Since the author writes $$\sqrt{x^2-a^2} = \sqrt{x-a}\sqrt{x+a},$$ their proof is technically invalid for $x\in(-\infty,-a)$ too.
Here's a correction so that their proof is at least valid for $(-\infty,-a)\cup(a, \infty):$ $$-\frac1a\ln\left|\frac{x}{\sqrt{x^2-a^2}}+\frac{a}{\sqrt{x^2-a^2}}\right|+C\\ =-\frac1a\ln\frac{|x+a|}{\sqrt{|x+a||x-a|}}+C\\ =-\frac1a\ln\frac{\sqrt{x+a}}{\sqrt{x-a}}+C\\ =\frac1{2a}\ln\left|\frac{x-a}{x+a}\right|+C.$$
Notice that the author writes $$\operatorname{cosec}\theta=\frac x{\sqrt{x^2-a^2}}\\ \cot\theta=\frac a{\sqrt{x^2-a^2}}.$$ This is true for $x\in(-\infty,-a)\cup(a, \infty)$ if the implicit substitution $x=a\sec\theta$ has domain $$\theta\in\left(0,\frac\pi2\right)\cup\left(\pi,\frac{3\pi}2\right),$$ which is better explicitly specified than left tacit.

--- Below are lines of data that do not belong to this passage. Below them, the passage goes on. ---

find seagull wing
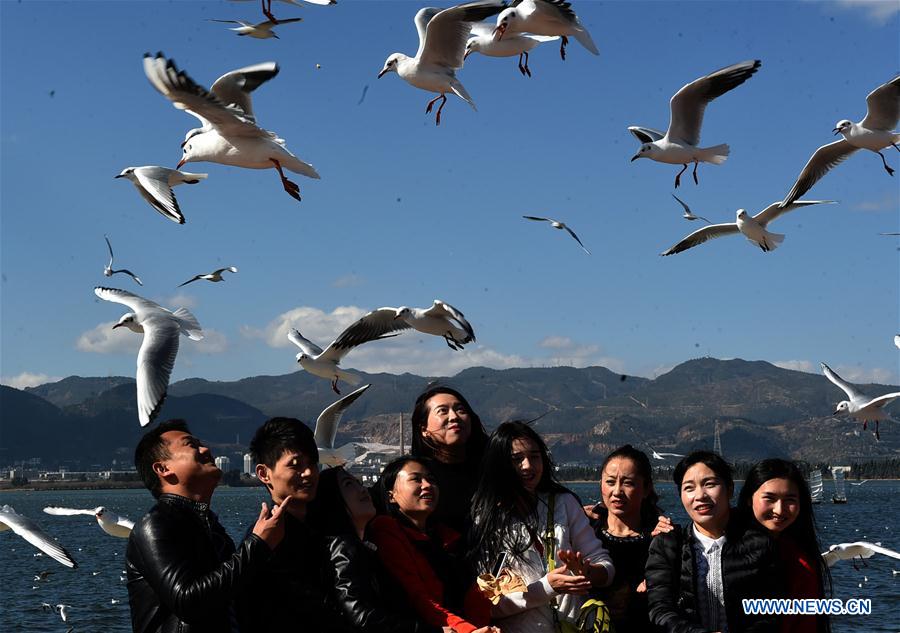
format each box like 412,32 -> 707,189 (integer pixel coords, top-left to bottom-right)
860,75 -> 900,131
469,20 -> 495,38
0,506 -> 77,569
523,215 -> 552,222
314,384 -> 372,449
94,286 -> 164,315
628,126 -> 665,144
419,1 -> 506,68
753,200 -> 835,227
821,362 -> 866,402
779,140 -> 858,207
208,19 -> 251,26
288,328 -> 324,356
865,542 -> 900,561
864,392 -> 900,409
660,223 -> 740,255
115,269 -> 144,286
209,61 -> 280,121
104,235 -> 115,267
671,193 -> 693,215
667,59 -> 761,146
425,300 -> 476,341
43,507 -> 98,517
143,52 -> 268,138
133,167 -> 185,224
562,225 -> 590,254
178,275 -> 204,287
332,308 -> 411,351
213,266 -> 238,276
136,316 -> 180,427
116,515 -> 136,531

If the substitution has the more conventional domain $$\theta\in\left(0,\frac\pi2\right)\cup\left(\frac\pi2,\pi\right),$$ then $$\operatorname{cosec}\theta=\frac {|x|}{\sqrt{x^2-a^2}}\\ \cot\theta=-\frac {ax}{|x|\sqrt{x^2-a^2}},$$ and the subsequent algebra is to be modified accordingly.